The Lions hadn’t won since Dec. 23, 2007, which is hard to do in a parity-driven league in which almost everybody wins eight games almost every year. Not the Lions. They had lost 19 in a row, matching the league’s second-longest reign of futility. If old Tiger Stadium were still standing, you could almost see Tampa Bay (26 consecutive defeats) from the right field bleachers.
When I left for Meatheads, the Lions were ahead of the Redskins 13-0 at halftime. By the time I got there, they were ahead 13-7. Rick and Lloyd were getting nervous. Remember how Mickey Lolich looked when he pitched three complete games for the Tigers against the Cardinals in the 1968 World Series? Well, Rick and Lloyd looked the opposite of that.
Rick kept texting his grandson and son-in-law back home with scoring updates. They were playing golf because the game did not sell out back in Detroit, which meant it was blacked out on TV. This sort of thing happens when the home team has lost 19 in a row and the assembly lines are quiet.
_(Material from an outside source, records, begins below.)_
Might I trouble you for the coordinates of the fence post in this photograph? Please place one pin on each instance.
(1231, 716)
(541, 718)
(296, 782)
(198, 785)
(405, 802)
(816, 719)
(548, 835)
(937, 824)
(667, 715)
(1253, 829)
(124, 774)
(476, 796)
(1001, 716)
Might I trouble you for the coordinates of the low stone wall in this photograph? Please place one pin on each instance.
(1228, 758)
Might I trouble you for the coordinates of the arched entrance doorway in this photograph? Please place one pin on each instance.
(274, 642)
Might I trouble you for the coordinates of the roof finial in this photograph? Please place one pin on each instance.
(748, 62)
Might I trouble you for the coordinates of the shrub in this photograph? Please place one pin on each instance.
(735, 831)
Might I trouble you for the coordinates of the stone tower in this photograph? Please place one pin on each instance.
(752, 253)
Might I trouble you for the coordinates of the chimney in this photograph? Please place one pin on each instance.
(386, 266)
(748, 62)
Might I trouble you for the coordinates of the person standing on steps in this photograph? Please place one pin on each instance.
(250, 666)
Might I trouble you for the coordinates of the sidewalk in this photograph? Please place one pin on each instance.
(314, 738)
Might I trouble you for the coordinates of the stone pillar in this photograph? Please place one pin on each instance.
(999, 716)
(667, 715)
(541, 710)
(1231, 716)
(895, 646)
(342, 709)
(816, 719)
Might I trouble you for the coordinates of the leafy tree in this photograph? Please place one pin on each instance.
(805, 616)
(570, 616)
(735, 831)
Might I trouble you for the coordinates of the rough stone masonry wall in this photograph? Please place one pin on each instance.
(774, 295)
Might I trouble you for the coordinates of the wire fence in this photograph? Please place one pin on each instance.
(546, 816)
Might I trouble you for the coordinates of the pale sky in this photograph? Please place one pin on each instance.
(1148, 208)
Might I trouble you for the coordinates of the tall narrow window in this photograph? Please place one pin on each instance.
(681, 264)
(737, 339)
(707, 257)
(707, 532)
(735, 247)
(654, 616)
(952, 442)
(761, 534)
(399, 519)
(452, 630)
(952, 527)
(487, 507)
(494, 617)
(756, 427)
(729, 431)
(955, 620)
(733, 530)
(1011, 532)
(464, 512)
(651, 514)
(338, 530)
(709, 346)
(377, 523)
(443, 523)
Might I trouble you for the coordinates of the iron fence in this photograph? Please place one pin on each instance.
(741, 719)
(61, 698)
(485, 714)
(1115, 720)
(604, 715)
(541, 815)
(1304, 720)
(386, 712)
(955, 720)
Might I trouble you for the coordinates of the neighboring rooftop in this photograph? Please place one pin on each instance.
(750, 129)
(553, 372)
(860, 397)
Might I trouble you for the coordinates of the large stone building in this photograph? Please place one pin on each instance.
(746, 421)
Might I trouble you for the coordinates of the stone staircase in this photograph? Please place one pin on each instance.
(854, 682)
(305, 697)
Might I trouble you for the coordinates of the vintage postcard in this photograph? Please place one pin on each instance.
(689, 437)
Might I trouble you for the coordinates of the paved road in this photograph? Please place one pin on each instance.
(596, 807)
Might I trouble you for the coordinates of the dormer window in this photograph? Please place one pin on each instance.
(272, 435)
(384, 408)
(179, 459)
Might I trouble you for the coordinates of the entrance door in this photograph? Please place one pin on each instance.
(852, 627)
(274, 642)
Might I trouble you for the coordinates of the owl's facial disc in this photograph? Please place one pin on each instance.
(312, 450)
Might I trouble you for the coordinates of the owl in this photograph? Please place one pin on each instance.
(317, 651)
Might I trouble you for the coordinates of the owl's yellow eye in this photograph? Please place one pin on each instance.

Lloyd recited the names of his Lions heroes of yesteryear: Alex Karras, Lem Barney, Mel Farr, Altie Taylor, Earl McCullough, Charlie Sanders and Ron Kramer — who walked into Meatheads one Sunday not long ago. Did you know that Lem Barney and Mel Farr sang backing vocals on Marvin Gaye’s “What’s Goin’ On?” Lloyd asked.
No, I did not know that. But I knew that George Plimpton, the writer, once played quarterback for the Lions. Rick and Lloyd nodded, and got a chuckle out of that.
Then Rick told me there’s this tavern in Detroit where they bronzed the athletic supporter of Wayne Walker, the old Lions’ middle linebacker, and hung it on the wall. Probably in a place of honor ... like next to the Stroh’s sign.
The Lions went ahead 19-7. Then they were ahead 19-14. What in the world of Monte Clark are they doing, playing this prevent defense, Rick texted his loved ones on the golf course.
For the first time since I arrived, it got quiet in Meatheads. Real pensive-like. You could see the fear in their Lion eyes. Even the Tigers were losing. Surely, they’re not going to blow it, too.
Finally, a girl I judged to be 20-something, wearing a Michigan Wolverines T-shirt that fit like an offensive lineman’s jersey, saw me taking notes. She said her name was Dawn.
She said she liked college football better than the pros. She said the Lions reminded her of a college team. Check that, she said. Her high school team could probably beat the Lions.
Moments later, the Redskins were running one of those crazy flea-flickers on the last play of the game. There were a bunch of laterals before one of the Lions put an end to all of it by tackling one of the lateral movers around the 20-yard line.
Lions 19, Redskins 14.
It sounded as if Bobby Layne himself had walked into Meatheads with shots and beers for everybody.
Miracles do happen. Rick and Lloyd high-fived each other. I heard a son tell his father he loved him. And vice versa. I heard a girl’s voice, which could have been Dawn’s but might have been somebody else, somebody older, because she was channeling Ron Jaworski from the old NFL Films days.
“The Lions aren’t losers anymore!”
Suddenly there was a blur of bare skin and camera flashes in the back alcove where the hard-core Lions fans, the ones with the blue collars, the ones who recall the old logo featuring The Lion and the Detroit smokestacks in the background, sit every Sunday, recalling Alex Karras and Lem Barney and Billy Sims and 5-0 playoff losses to the Cowboys.
Karen the bartender had stripped down to her Honolulu Blue and silver bra.